La Turchia non è stata la prima scelta

«Volevo in ogni modo raggiungere l’Europa. Dopo un anno in Turchia non riuscivo a lavorare – ha raccontato a The Guardian un grafico di Damasco di 32 anni, fuggito in Turchia nel 2013 –. Ma l’imbarcazione è affondata tre volte e dopo tanti fallimenti ho rinunciato, ho pensato che sarei morto se avessi continuato a provare». A Gaziantep questo giovane è poi riuscito a inserirsi, imparando la lingua e trovando lavoro. Oggi è sposato con una turca. Il reportage del quotidiano britannico racconta luci e ombre dell’integrazione e la delusione per le politiche europee che si è diffusa tra i siriani, dato che la Turchia per molti non è stata la prima scelta di destinazione.

650 mila bambini e ragazzi sono iscritti alle scuole pubbliche. Un programma chiamato Pictes, lanciato dal ministero turco dell’Istruzione nel 2016 nelle province dove i siriani sono più numerosi, ha l’obiettivo di insegnare la lingua e favorire l’inserimento. Ma il processo non è affatto semplice se, come risulta da un’indagine dell’Unicef, solo quattro minori su dieci frequentano le lezioni.

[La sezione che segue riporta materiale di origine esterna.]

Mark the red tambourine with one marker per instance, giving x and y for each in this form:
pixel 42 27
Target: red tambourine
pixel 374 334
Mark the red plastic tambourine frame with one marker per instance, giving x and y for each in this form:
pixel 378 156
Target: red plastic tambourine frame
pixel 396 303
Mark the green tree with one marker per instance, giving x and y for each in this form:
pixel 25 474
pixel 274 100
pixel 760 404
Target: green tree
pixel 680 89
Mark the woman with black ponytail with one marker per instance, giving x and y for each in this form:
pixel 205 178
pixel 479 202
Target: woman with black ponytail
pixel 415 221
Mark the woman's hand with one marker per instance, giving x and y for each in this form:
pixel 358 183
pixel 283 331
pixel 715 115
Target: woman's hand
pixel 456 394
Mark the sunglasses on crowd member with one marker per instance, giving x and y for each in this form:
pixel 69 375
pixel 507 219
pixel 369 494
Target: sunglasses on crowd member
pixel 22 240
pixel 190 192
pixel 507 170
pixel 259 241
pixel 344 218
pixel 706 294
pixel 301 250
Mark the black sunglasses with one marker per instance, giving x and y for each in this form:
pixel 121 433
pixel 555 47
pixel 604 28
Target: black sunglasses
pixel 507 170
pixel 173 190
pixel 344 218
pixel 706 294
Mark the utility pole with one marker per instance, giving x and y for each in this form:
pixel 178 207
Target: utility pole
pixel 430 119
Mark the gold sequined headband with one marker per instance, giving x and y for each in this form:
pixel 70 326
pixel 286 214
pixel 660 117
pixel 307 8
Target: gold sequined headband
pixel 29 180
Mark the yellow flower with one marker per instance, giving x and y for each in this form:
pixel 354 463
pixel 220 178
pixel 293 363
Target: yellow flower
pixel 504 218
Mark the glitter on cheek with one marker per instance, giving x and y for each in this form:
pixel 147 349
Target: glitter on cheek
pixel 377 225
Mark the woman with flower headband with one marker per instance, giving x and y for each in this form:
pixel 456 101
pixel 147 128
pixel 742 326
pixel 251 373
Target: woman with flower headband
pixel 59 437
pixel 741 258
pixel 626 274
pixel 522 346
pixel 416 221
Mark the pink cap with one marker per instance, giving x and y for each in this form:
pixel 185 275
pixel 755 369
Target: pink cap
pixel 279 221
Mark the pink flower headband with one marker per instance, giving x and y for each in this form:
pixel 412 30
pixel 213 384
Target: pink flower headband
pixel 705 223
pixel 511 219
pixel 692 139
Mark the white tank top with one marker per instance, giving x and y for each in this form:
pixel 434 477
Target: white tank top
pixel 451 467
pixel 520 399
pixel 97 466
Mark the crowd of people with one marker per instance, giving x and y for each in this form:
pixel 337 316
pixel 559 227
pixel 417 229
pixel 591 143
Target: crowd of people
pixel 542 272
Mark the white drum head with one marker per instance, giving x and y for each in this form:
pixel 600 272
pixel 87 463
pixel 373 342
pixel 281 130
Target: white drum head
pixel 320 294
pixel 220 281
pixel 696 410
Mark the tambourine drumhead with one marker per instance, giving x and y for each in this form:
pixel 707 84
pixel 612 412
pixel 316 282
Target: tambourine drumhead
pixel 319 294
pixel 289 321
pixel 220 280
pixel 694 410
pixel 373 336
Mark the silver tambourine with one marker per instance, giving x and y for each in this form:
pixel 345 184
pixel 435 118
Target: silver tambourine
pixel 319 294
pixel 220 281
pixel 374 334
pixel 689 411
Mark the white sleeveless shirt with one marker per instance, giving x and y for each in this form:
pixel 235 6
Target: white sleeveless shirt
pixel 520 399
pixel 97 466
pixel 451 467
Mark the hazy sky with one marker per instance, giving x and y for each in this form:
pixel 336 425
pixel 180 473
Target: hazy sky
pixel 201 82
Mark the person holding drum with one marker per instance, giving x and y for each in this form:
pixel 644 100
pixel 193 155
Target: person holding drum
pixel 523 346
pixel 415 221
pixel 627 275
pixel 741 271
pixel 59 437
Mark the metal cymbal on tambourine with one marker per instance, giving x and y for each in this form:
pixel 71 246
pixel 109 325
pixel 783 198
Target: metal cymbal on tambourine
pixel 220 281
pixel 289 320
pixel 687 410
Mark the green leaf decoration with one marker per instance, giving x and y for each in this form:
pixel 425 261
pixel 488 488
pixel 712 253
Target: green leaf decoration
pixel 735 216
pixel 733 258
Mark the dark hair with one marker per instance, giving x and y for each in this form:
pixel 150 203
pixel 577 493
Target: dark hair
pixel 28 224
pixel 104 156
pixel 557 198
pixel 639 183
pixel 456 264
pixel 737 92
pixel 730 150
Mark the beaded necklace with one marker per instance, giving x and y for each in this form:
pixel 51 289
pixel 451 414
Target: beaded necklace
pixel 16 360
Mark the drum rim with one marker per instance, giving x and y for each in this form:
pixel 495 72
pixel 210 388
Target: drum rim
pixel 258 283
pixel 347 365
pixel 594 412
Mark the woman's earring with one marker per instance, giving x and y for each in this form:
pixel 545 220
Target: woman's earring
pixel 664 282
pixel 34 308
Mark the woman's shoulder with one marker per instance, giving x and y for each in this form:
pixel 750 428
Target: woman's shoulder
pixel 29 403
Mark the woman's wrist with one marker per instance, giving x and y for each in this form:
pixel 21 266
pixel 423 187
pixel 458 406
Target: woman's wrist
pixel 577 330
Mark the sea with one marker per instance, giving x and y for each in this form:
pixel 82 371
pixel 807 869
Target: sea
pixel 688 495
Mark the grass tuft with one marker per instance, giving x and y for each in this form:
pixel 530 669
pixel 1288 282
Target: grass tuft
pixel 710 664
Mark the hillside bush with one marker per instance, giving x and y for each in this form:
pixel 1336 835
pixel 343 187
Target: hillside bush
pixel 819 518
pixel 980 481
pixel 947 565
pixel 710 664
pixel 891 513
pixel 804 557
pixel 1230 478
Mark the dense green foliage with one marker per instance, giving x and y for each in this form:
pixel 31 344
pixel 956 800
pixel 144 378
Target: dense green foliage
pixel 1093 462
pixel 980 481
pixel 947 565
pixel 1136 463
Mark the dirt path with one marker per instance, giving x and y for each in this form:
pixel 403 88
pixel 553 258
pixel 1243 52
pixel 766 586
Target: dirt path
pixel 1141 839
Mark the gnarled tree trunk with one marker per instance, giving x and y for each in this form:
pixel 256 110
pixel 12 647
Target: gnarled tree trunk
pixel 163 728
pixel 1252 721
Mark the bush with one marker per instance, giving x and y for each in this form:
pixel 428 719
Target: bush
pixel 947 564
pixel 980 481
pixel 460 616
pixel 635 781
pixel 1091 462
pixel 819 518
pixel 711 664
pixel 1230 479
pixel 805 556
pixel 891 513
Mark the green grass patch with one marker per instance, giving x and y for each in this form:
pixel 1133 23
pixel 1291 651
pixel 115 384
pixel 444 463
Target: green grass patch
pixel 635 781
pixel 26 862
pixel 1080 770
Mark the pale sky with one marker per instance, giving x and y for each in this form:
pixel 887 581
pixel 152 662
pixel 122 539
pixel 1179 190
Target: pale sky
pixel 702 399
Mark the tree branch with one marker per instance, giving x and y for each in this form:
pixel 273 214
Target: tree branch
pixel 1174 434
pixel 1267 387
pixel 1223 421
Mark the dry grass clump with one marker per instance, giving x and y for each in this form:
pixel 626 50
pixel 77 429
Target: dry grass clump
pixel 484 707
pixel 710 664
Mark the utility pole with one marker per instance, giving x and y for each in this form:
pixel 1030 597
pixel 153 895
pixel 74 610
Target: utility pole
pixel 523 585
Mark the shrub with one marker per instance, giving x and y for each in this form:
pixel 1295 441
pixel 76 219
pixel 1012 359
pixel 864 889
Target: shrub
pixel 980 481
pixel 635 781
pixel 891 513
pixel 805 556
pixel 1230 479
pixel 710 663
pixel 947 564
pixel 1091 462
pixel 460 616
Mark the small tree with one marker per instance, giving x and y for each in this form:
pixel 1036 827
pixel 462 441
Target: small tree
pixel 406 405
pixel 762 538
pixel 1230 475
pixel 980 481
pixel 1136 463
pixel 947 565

Tanti sono i percorsi personali difficili, soprattutto per i bambini che hanno subito i traumi del conflitto, sradicamento, fuga e barriere di accesso.

Per supplire a queste carenze, il ministero degli Affari religiosi turco, espressione dell’islam sunnita maggioritario nel Paese (e tra i siriani), ha istituito centri temporanei per l’istruzione. Il sistema scolastico è carente nel dare sostegno psicosociale ai piccoli che hanno più sofferto. Gli insegnanti faticano a interagire con le famiglie degli studenti. Il rischio di sentirsi isolati ed esclusi è costante.

L’Alto commissariato dell’Onu per i rifugiati (Acnur) continua a coordinare i fondi per i programmi di assistenza, 350 milioni di dollari stanziati per il 2021, ma non bastano. E mentre la Siria non mostra alcun segno di ripresa, nel Paese ponte fra Europa e Medio Oriente, un «secondo popolo» vive in esilio. (f.p.)